At the end of the last year, the SGA Student Chapter Prague organised another autumn excursion, this time to the Bohemian Paradise and Podkrkonoší regions. The excursion, led by Jan Bubal, took place from November 14 to 16, 2025, and one of its main purposes was to welcome the first-year geology student members of the Prague Chapter.

The first stop was the cooperative of artistic production Granát Turnov, which has been producing original jewellery with Bohemian garnets since 1953. They not only process garnets, but also mine them in shallow open-pit mines in the České středohoří and Podkrkonoší regions.
Our second stop was a quarry well known for its decorative granite – the Liberec granite. The feldspars vary in colour from pink to green or blue due to changes in their chemical composition. This granite is one of the most iconic and most widely used decorative stones in the Czech Republic.
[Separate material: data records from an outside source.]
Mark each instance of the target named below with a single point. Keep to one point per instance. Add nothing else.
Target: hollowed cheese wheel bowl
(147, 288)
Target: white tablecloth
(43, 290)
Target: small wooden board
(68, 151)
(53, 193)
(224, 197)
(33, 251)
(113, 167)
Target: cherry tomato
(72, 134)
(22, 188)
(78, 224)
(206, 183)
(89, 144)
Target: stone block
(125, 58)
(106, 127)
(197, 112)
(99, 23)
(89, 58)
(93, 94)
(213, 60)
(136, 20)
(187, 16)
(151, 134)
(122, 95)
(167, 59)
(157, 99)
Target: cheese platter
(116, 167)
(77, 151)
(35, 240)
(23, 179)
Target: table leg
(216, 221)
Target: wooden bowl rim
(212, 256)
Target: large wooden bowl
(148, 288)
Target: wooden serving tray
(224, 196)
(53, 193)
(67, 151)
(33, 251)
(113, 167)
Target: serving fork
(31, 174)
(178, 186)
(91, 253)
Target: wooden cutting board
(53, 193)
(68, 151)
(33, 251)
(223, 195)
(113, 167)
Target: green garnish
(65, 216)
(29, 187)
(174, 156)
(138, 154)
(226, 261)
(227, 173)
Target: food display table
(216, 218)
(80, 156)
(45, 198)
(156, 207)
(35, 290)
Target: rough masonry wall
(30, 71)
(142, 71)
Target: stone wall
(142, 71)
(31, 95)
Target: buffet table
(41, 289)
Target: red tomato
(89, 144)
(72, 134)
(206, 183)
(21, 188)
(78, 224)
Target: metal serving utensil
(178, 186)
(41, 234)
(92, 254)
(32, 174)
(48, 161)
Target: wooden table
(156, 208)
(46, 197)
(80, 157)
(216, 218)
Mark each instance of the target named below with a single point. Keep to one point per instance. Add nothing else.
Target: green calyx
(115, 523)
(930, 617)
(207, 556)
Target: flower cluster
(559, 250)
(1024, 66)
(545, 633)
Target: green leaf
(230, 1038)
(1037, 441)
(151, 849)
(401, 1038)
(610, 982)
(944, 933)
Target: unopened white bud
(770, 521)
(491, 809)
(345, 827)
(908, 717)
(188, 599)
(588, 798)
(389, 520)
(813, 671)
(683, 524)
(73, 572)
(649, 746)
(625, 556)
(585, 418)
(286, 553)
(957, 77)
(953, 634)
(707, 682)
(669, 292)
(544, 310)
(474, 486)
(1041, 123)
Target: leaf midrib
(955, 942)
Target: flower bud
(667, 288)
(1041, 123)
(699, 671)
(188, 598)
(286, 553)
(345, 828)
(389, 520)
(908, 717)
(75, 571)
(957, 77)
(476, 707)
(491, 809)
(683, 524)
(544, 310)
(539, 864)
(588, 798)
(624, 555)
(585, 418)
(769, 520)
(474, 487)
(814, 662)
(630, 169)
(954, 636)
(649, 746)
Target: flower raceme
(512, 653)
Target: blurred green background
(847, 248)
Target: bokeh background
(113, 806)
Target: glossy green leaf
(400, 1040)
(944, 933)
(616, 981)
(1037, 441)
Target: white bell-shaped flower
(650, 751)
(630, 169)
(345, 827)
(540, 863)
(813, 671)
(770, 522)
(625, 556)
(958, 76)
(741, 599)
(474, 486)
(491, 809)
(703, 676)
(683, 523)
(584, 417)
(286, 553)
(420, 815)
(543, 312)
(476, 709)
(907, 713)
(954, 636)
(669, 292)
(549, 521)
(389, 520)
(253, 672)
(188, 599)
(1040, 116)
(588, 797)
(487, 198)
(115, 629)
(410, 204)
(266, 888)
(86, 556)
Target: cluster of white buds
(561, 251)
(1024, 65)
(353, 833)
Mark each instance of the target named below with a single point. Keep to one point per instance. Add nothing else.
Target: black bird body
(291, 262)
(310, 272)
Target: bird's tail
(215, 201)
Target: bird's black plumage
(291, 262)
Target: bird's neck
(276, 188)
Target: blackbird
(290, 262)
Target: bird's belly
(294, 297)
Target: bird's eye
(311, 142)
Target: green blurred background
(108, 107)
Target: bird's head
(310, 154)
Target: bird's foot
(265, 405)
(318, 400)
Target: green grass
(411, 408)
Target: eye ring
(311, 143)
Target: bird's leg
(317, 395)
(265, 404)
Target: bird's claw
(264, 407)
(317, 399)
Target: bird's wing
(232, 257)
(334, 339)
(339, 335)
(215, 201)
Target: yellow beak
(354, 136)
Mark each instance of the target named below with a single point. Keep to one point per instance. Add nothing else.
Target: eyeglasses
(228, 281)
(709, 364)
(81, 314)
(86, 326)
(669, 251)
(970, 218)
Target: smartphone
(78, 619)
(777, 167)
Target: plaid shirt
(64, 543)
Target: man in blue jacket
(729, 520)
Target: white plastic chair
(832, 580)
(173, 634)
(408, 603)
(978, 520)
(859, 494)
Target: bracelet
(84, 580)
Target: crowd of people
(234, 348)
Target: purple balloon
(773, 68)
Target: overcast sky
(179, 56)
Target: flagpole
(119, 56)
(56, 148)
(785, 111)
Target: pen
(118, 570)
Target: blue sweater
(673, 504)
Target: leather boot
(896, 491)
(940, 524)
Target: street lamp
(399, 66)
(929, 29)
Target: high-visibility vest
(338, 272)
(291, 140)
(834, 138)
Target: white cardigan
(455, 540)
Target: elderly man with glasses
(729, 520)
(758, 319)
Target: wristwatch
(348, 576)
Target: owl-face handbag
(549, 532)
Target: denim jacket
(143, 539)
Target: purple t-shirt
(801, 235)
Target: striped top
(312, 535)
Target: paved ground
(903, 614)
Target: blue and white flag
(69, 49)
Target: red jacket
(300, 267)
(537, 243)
We ended the first day with a visit to the Bohemian Paradise Museum. We had the opportunity to walk through an exhibition dedicated to the geology and mineral recourses of the region, an exhibition presenting the systematic mineralogical classification, and a particularly interesting exhibition focused on UV-luminescent materials. In addition to minerals, the collection included synthetic crystals (e.g. REE:YAG) and uranium glass, both produced exclusively in the Czech Republic.
During the field trip, we also visited several smaller quarries and old waste dumps – the last remnants of historical ore mining in the region. The mineral recourses we focused on included: chrysocolla, manganese oxide dendrites, olivine rich basalts, melaphyres with various SiO2 infills and UV-active calcite, acicular pectolite in dolerite, Fe ores in gossans, and, last but not least, hydrothermal veins containing fluorite and baryte.

The excursion appealed not only to students interested in economic geology or mineralogy, but also to those focusing on palaeontology. One of our stops was near the town of Jičín, where, in addition to carnelian, mechanoglyphs of waves and raindrops can be observed in Permo-Carboniferous sediments.
This field trip sparked interest among our young student members, further motivating them toward the field of economic geology.